Buying housing under the Young Family program does not always go smoothly, either. Many families share stories on forums that one can spend years (sometimes more than a decade) on a waiting list for a housing subsidy, and even then, some families are rejected - most often when one of the spouses turns 36 or when a family, having given up on the long wait, buys housing with their own funds.
Global population decline and its causes
Despite all the benefits and allowances, over the past 30 years, the annual number of marriages in Russia has dropped sharply, while the number of divorces, on the contrary, is growing.
According to figures released by the Rosstat federal statistics agency, between 1990 and 2019, the number of registered marriages decreased by 26.9 percent - from 1.3 million in 1990 to 950,000 in 2019.
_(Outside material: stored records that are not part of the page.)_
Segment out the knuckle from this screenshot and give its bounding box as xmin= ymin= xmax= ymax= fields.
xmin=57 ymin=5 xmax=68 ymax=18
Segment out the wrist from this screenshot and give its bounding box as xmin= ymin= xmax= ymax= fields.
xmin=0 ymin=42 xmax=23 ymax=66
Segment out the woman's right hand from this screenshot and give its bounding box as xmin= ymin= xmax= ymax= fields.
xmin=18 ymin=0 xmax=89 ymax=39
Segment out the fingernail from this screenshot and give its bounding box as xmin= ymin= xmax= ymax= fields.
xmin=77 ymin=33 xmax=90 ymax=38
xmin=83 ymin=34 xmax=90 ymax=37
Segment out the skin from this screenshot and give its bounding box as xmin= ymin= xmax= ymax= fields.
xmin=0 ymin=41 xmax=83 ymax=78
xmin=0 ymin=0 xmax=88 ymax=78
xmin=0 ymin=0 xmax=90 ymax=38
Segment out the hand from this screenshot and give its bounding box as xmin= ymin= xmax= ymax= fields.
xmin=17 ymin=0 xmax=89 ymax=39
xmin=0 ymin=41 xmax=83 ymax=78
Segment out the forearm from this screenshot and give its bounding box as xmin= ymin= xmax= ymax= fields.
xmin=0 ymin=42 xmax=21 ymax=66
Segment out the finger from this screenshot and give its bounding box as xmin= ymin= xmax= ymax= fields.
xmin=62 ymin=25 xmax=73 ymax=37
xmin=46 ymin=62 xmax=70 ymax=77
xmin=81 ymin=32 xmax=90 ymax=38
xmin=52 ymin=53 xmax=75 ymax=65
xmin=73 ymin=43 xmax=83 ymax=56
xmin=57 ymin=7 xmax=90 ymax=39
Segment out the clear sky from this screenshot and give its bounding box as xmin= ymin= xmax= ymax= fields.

In the same period, the number of divorces increased by 10.8 percent - from 559,900 in 1990 to 620,700 in 2019.
Meanwhile, the birth rate dropped by 25.2 percent - from 1.98 million (1990) to 1.48 million children (2019).
One of the main reasons for the deterioration of the demographic situation in Russia was the drastic decline in the birth rate in the 1990s, says Karina Pipia, a sociologist with the Levada Center.
“The not so numerous generation born in the 1990s has already reached reproductive age. So, they are not very numerous, and foreign migrants arriving in Russia cannot compensate for the negative dynamics. For example, in 2018, children born in couples where at least one of the parents is a foreigner made up only 4 percent of all births in the country,” Pipia explains.
Another reason is that modern men are afraid to take responsibility for a woman and a family, and women subconsciously react to this by deciding not to have children, says sociologist and psychologist Yelena Suvorova.
“After the Great Patriotic War, there was a sharp drop in the male population and women raised their children, including sons, by themselves. The sons saw this and got used to the fact that all important issues are decided by the mother, the woman. So they relieved themselves of responsibility for important decisions in their own families too, placing it on their wives,” Suvorova argues.
Russian children’s rights ombudswoman Anna Kuznetsova has attributed the growing number of divorces to early sexual activity.
“These days, judging by statistics, everyone starts sexual activity earlier, while marriage and childbirth has been shifted to later in life. In other words, social preparedness comes a little later, as opposed to physical,” Kuznetsova said in July 2020.
Russians enter puberty at the age of 14-15, while the average age when they get married and have their first child is 29-32. The main task of the state is to minimize the gap between the two, the ombudswoman believes.
According to the VTsIOM pollster, the main reasons for divorce are poverty and infidelity. 24-year-old Yekaterina, who featured in the beginning of this article, believes that the drop in the number of marriages has to do with the fact that the government is in fact concerned only with statistics rather than with families’ happiness.
“The state needs families only for procreation and is not concerned with the other aspects of marriage - how much families earn, whether the husband beats his wife (in 2020, Russia has still not adopted a law on domestic violence, while the first instance of domestic violence is punishable only by an administrative fine - ed). They want numbers, not happy families,” she concludes.